Before we totally lose our you-know-what, some things should be noted:
- The 569K houses completed in 2013, while higher than the 483K the year before, is far less than the 1.6M in 2006, the peak of the housing bubble.
- More restrictive lending policies mean that most people buying homes in today’s market are wealthier repeat buyers, most of whom are looking for larger homes; this consideration might ostensibly skew the numbers to seem like there is a disproportionate demand for big homes.
- Lot size barely grew. The median lot size was 8,596 sq ft versus 8,577 the year before. Average lot size was 15,456 sq ft, down from 15,634 the year before.
- There were 195K new multifamily units completed in 2013. Up from 166 in 2012.
- Median and average square footage on multifamily units (1,059 and 1,107 sq ft) were down in size from 2012 (1,098 and 1,138 sq ft).
- There were 1K more multifamily buildings completed in 2013 than 2012.
Okay, now that we got that devil’s advocacy out of the way, we can ask, “what the hell?”
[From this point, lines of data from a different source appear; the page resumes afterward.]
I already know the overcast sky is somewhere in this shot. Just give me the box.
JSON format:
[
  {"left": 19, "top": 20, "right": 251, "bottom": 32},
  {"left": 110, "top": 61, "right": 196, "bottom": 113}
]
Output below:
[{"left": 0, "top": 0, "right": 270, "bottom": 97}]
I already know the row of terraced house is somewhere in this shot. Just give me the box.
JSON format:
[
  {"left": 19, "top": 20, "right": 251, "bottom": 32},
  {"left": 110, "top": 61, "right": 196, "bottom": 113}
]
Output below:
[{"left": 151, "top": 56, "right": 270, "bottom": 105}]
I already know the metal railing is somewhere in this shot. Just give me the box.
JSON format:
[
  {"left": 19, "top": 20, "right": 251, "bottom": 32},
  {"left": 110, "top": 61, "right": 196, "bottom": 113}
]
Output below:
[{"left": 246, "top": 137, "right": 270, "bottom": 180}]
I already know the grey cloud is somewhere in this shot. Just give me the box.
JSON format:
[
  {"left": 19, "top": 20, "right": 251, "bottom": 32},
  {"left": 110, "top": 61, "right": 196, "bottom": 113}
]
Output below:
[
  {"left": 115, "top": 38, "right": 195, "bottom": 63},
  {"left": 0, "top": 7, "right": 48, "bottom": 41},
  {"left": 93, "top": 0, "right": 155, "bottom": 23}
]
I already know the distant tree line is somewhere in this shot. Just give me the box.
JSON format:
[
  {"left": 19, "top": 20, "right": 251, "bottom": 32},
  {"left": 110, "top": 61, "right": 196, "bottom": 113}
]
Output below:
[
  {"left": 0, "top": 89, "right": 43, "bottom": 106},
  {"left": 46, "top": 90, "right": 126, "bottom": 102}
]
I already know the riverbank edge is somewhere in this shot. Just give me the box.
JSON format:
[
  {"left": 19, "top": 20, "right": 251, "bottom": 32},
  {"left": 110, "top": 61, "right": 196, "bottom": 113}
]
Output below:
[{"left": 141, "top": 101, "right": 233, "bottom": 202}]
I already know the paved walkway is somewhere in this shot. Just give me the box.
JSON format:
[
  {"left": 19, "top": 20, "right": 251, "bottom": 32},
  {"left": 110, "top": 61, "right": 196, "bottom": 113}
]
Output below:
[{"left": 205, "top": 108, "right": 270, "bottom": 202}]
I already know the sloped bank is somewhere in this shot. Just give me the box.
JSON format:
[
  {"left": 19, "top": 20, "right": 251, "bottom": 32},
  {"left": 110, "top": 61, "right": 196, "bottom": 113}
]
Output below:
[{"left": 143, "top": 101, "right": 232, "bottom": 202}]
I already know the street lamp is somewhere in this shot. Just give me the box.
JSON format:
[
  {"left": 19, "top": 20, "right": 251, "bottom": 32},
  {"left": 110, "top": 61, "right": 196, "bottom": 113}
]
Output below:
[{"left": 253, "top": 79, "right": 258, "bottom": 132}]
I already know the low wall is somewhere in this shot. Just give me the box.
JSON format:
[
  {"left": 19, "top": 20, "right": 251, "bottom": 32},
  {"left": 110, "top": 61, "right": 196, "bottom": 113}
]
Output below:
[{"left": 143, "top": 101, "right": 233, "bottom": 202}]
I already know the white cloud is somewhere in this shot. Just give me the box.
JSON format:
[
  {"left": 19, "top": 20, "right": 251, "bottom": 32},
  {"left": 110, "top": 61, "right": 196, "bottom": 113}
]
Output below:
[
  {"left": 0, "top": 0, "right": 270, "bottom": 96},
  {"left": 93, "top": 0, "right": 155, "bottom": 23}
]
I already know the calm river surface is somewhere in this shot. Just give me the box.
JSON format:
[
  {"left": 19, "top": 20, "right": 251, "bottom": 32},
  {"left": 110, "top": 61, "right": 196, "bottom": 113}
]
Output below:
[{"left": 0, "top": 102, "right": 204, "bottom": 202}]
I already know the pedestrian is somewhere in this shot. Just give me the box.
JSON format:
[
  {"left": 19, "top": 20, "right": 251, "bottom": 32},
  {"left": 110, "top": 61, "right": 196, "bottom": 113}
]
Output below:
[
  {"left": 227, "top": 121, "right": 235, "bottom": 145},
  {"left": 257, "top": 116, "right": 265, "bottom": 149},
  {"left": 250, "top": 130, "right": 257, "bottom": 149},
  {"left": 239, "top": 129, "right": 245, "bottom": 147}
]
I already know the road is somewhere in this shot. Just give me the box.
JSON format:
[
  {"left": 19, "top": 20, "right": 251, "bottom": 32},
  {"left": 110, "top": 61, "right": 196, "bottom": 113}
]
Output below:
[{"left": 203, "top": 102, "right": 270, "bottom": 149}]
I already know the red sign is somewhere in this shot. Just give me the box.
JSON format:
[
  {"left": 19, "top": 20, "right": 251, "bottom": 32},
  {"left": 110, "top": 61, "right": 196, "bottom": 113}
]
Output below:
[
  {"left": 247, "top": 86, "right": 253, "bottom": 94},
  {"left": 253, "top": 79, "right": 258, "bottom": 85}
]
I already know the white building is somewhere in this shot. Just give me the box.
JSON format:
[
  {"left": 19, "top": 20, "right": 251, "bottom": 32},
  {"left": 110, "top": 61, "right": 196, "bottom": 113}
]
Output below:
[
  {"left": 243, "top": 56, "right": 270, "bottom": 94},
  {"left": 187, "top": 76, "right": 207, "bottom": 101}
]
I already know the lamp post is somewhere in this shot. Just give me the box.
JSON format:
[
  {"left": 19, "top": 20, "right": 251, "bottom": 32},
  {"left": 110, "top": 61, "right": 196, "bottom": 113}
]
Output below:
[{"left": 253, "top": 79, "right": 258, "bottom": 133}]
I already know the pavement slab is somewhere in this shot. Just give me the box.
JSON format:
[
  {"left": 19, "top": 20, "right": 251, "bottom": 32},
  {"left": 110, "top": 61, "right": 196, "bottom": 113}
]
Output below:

The fact is people–at least if this info is any indication–are not particularly good at saying yes to less, at least when they can afford more. An alloy of cheap labor, land and energy, particularly in the south, have made it easy for construction companies to offer relatively cheap and large houses. And with mortgage rates still hovering around 4%, there are still quite a few people able to buy these places.
Neal Heery, founding partner of Atlanta Fine Homes Sotheby’s International Realty, told the Wall Street Journal that his clients still buy as much space as they can afford. He told WSJ this about their housing desires and the commensurate square footage increase:
Does the buyer want a third garage bay? They sure do. Do they want a master (bedroom) on the main (floor)? Sure, they do. By the time we get a third garage bay and a master on the main, it’s hard to build a house of less than 4,500 square feet.
Whether these desires would be as strong if builders were making smartly-designed, smaller, more affordable options is another matter. In other word, is supply dictating demand? Needless to say, these homes exacerbate sprawl, are more energy intensive and in all likelihood allow people to buy and store more stuff they don’t need. We can’t help but say we’re a bit bummed this monstrous home trend continues.
So what does all of this mean for the “small space movement” we at LifeEdited hope to herald?
Hopefully, it means nothing. There is still a growing trend toward centralized, urban living, particularly in younger generations–living that is pretty incompatible with McMansions. And when these younger generations get older, they might not opt for, nor want to or be able to maintain their folks six-bedroom McMansion. Furthermore, multifamily construction does continue to grow, albeit at a slower pace than we’d like. And think about it, housing patterns can change overnight. There were contractors building Chateaus right before the French Revolution. Then business fell off precipitously. Things change.
As author William Gibson put it, “The future is already here–it’s just not very evenly distributed.” In other words, before most things become mainstream they are unusual and seemingly anomalous–until they’re not. We like to believe that despite the re-embiggening of the American house, a downsized existence is still very much in our future. Whether people will choose that future like we hope they do, or whether it will be imposed on them by financial and environmental circumstances, remains to be seen.